Liliheid franziu o sobrolho, mas não perguntou mais nada.

- Descanse, por favor. Fique tranqüila. Amanhã resolvemos tudo.

Liliheid deitou. Bianca ficou um tempo sentada, olhando para todos os cantos do quarto escuro. Não podia acreditar! Estava em Pallas! Será que se dormisse novamente, acordaria outra vez na chácara? Sairia desta loucura? Seria possível? A esperança a fez deitar e a tentar apagar de sua mente todo e qualquer pensamento, mas foi muito difícil. O tempo passou se afastando até que Bianca acordou de um sono profundo.

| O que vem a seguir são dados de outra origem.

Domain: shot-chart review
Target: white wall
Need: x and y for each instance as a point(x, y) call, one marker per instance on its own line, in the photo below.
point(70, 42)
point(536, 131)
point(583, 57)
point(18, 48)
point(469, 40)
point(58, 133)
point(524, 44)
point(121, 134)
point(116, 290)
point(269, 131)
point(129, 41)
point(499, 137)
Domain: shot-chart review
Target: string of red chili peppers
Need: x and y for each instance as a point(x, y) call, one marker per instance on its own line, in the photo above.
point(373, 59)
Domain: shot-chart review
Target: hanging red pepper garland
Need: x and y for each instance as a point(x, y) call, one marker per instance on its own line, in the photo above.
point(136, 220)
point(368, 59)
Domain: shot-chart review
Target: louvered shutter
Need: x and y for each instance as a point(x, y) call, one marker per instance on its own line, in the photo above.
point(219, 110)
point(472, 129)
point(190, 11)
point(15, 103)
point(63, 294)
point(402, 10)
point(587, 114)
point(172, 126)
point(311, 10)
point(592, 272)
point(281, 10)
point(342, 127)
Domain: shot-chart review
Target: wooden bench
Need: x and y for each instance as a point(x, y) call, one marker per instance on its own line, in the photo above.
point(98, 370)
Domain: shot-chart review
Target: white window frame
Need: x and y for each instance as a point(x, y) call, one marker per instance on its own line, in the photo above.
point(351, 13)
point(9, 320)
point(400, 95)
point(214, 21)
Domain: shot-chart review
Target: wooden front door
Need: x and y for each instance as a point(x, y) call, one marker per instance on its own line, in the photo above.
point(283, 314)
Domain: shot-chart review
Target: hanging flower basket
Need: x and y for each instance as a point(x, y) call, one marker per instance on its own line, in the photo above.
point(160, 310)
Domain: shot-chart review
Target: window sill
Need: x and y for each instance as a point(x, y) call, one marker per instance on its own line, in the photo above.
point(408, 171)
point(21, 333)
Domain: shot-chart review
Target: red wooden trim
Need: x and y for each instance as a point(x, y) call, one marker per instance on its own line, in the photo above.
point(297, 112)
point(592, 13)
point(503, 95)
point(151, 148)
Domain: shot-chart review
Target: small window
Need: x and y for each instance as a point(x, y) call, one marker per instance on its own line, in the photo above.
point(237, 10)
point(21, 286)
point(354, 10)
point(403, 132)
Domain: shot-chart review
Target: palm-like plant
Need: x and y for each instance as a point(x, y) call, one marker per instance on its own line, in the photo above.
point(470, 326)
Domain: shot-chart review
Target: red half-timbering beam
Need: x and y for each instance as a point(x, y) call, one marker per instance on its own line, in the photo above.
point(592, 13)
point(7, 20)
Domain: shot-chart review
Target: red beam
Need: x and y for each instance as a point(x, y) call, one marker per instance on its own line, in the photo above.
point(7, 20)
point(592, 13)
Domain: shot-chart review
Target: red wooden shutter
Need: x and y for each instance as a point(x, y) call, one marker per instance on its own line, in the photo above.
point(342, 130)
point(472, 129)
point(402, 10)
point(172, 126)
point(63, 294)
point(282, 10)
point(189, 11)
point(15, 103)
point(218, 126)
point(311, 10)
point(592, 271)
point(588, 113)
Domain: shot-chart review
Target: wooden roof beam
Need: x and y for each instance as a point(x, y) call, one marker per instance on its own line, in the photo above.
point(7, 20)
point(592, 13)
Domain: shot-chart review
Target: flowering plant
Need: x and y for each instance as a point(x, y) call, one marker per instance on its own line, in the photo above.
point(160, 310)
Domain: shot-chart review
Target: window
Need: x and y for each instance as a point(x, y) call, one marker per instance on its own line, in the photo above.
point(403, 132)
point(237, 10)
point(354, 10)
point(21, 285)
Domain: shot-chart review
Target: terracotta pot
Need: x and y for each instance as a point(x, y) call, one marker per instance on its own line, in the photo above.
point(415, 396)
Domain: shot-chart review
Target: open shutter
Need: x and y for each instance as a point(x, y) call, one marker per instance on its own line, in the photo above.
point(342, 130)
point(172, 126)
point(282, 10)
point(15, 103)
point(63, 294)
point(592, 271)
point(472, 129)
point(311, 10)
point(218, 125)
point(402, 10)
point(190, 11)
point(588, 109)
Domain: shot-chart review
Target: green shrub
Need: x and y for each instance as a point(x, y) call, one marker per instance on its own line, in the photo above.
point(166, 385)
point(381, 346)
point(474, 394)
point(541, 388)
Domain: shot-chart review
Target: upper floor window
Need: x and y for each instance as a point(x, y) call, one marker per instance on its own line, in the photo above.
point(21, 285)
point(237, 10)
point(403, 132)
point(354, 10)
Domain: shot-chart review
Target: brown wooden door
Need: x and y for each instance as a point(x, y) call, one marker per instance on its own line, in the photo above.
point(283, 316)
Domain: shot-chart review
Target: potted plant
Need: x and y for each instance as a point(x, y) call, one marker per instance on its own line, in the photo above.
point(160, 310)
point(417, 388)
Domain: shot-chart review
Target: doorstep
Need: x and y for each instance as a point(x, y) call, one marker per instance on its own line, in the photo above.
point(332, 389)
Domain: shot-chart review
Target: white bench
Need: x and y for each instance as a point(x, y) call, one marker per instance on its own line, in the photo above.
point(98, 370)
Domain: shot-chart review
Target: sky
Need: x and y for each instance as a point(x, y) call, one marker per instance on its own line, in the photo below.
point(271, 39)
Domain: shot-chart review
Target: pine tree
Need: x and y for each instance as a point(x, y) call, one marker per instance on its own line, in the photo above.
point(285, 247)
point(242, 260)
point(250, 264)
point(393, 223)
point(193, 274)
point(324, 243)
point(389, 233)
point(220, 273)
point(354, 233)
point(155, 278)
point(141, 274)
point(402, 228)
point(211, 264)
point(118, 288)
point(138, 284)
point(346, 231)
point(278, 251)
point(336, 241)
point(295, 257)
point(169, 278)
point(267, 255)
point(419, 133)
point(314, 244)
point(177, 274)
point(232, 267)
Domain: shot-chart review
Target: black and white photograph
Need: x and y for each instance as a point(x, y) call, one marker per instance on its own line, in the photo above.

Ao abrir os olhos, a primeira coisa que fez foi chorar.

Não havia voltado para o quarto da chácara. Estava exatamente onde foi deixada na noite anterior: no quarto de Liliheid. Agora, por conta da claridade do dia, podia ver tudo: as grandes vigas de madeira, os baús, os pedaços de tecido num canto do chão, a cama onde Liliheid dormiu, sapatos num canto do quarto, tapetes, sacos de couro pregados nas paredes e outros pertences. Viu até mesmo machados, uma armadura, um escudo e uma espada longa.

Levantou da cama, deixando seu lençol para trás, e desceu a escada agarrando-se ao corrimão. Encontrou as duas janelas da casa abertas. Não possuíam vidro. Teve medo de olhar para fora, mas era preciso. Em algum momento, deveria encarar a realidade. Foi o que fez. Abriu a pesada porta da frente e quase caiu de joelhos. Estava numa espécie de vila rural. Casas iguais a de Liliheid se avizinhavam. Cada uma tinha seus cercados, suas hortas e suas plantações.

Definitivamente, não estava em Araçoiaba da Serra. Olhou para o céu azul. Depois para o horizonte e além. Aglomerações de casas e construções de pedra se apinhavam mais ao longe, como uma verdadeira província medieval. Homens barbados, vestindo túnicas e botas, e mulheres vestindo vestidos, trafegavam pela estrada. Bianca, gelada de perplexidade, voltou-se para o cercado da casa de Liliheid. Viu a horta, delimitada pelo cercado, e viu mais além. Enxergou o campo atrás da casa. Havia um bosque mais adiante. Sem dúvida fora naquele campo onde tudo começou.

Bianca desejou caminhar até lá, e até começou o trajeto, porém, a voz de Liliheid assustou-a e a fez parar. Bianca percebeu que Liliheid olhava-a de ponta a ponta. Deu-se conta de que estava vestindo seu pijama rosa. E certamente que, se fosse levar a sério tudo o que acontecia, Liliheid não estava acostumada a ver aquele tipo de vestimenta.

- De onde você veio?

- Sorocaba. Já ouviu falar?

Liliheid balançou a cabeça.

- Nunca. Não sei onde fica. Deve ser um lugar muito longe, porque não há nenhuma província com este nome nas redondezas.

- O que fica perto daqui?

- Palmeni... Tylos... Simene...

Bianca apertou as mãos contra o rosto. O nome daquelas cidades eram nomes das cidades da história de RPG de Marcelo. Todas elas. Não era possível.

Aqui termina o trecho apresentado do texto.